On a summer day, prices might be rocking along at $30 per megawatt hour until Texans start turning up their air conditioners. Then the price literally can rocket — think a vertical climb — towards the wholesale cap of $5,000 per megawatt hour. (In two years, the cap will be $9,000.)
It’s rare for wholesale prices to hit the cap and they can nosedive as fast as they climb because ERCOT is sometimes forced to deploy its operating reserves to keep the grid up and running. Some power plants aren’t fully generating before the prices can start falling. Once again, turbines aren’t turning and earning.

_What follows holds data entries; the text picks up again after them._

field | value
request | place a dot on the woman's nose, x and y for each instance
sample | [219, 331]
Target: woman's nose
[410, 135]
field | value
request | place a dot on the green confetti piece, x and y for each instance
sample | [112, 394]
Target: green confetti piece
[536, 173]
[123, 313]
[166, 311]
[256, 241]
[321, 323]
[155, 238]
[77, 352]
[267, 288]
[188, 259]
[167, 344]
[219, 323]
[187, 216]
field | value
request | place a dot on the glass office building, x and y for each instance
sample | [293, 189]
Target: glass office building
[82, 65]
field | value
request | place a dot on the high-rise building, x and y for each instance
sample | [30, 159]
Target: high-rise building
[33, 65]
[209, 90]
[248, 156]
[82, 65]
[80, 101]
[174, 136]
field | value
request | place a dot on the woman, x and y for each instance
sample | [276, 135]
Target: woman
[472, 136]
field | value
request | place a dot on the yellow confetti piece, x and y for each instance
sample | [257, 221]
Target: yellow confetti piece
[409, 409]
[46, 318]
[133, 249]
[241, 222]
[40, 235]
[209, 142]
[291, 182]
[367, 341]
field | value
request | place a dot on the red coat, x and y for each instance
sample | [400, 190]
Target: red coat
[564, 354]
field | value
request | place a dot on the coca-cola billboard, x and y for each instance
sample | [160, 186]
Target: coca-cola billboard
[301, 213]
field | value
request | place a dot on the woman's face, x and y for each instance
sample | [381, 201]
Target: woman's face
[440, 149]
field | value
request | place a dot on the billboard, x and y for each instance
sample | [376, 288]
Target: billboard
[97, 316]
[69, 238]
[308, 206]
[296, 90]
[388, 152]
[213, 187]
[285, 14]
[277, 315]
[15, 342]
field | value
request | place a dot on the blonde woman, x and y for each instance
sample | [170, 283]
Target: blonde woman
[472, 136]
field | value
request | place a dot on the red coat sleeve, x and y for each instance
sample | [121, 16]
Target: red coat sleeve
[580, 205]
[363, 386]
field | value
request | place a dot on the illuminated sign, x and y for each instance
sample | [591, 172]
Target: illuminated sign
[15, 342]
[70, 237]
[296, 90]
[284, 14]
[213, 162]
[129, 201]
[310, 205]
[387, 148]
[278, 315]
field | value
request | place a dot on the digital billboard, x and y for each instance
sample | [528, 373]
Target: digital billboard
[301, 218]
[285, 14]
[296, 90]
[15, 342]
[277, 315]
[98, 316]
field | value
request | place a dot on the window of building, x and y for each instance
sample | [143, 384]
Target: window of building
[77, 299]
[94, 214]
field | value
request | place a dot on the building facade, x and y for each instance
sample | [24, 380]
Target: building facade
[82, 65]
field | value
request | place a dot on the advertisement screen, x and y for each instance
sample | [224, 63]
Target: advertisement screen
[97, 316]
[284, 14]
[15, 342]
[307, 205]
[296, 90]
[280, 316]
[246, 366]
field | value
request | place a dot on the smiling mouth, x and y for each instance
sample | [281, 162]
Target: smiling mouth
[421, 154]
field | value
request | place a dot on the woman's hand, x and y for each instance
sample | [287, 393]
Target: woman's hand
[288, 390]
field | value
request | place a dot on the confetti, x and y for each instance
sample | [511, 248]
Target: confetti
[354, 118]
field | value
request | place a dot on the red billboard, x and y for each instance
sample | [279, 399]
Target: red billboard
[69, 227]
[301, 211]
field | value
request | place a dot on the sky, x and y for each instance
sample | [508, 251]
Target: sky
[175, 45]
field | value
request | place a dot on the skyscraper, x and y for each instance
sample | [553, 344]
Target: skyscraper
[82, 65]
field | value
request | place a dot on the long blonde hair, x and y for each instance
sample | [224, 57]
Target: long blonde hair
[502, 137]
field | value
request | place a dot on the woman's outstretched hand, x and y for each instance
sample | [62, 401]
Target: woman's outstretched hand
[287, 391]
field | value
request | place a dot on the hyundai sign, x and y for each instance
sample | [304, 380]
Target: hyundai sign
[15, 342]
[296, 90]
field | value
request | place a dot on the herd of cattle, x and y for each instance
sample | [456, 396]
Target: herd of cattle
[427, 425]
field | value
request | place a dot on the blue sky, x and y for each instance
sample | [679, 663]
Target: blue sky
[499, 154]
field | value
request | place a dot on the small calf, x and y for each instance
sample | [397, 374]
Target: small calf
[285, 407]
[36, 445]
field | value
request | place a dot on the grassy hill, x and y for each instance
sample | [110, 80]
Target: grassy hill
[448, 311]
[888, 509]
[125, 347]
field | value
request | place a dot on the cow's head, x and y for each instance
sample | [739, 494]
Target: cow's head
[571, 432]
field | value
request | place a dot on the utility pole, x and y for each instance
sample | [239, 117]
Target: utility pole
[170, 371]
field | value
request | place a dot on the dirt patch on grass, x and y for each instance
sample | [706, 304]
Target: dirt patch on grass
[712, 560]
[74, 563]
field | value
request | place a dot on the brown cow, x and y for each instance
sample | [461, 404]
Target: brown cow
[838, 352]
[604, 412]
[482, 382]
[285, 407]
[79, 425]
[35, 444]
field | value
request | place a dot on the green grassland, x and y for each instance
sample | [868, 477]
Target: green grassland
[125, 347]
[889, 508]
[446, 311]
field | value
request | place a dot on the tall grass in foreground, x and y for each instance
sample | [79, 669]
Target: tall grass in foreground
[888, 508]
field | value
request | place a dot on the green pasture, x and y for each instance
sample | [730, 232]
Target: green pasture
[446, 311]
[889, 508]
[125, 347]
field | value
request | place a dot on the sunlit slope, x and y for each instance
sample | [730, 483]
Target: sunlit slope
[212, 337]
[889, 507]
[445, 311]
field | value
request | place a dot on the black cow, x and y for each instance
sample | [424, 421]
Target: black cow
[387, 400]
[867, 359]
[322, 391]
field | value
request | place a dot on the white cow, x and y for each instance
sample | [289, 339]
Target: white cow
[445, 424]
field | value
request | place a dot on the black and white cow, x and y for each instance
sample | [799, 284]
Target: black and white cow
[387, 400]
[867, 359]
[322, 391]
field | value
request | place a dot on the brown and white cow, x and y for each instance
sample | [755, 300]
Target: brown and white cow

In 2011, prices hit the cap — $3,000 at the time — for only 28.4 hours. Last year, it was 1.5 hours. This year, so far, it’s a matter of minutes.
GDF Suez, which owns seven power plants with slightly less than 5 percent of ERCOT’s generating capacity, wants to replace that steep vertical climb and fall of prices with a gentler slope. Instead of a rocket, think of an airliner taking off and landing.
The net effect, the theory goes, is that generators can make more money taking longer to get to and from the cap. It also allows generators to make more money during the spring and fall.
In essence, the GDF Suez option is a capacity payment that is paid during times when supplies are scarce and turbines are turning. By comparison, a true capacity payment is paid year round whether a power plant is running or not.
That’s why the state’s largest industries oppose a capacity market.
Industrial customers can shut down factory lines during times of shortages and get paid by ERCOT for their conservation. But when capacity payments are paid year round, industrial customers can’t avoid higher costs. And, in effect, they would be subsidizing homeowners because they are paying a greater share of the capacity payment.
Several owners of power plants worry that adopting the GDF Suez idea would delay — or kill — their hopes for a capacity market.
Most of these debates break down into what kind of power plants you own.
Minter admits the GDF Suez proposal would favor his company’s fleet of gas-fired plants that can ramp up and down better than its competitors’ technologies, whether it is coal, nuclear or wind.
Some, including generators with older power plants, counter that any solution should be technology neutral. Others say the GDF Suez proposal won’t solve the long-term projections of dwindling electricity reserves.
Minter’s ace in the hole is speed. He said the proposal could be implemented within six to eight months, hopefully sending signals to investors that new plants could be profitable.
Minter argues that it also buys the state time. He said it could be an intermediate step while the utility commission contemplates a capacity market — a much more rigorous exercise that could take years to design and for investors to respond.
Two years after the state’s last rolling blackout, Minter said, “We need a vote now.”
Gov. Perry has let more than five months go by because he didn’t want the Texas Senate’s advice and consent on his third utility commission appointee. With the Legislature finally gone, the governor can finally act, but it’s unlikely the appointee will want to vote without first absorbing the details of the debate.
We could be weeks, if not months, from sending a signal to investors on what kind of wholesale market they can expect to invest in.
If ERCOT keeps the lights on, there is no harm.
But if there are rolling blackouts in our future, Perry will have created another oops moment for himself.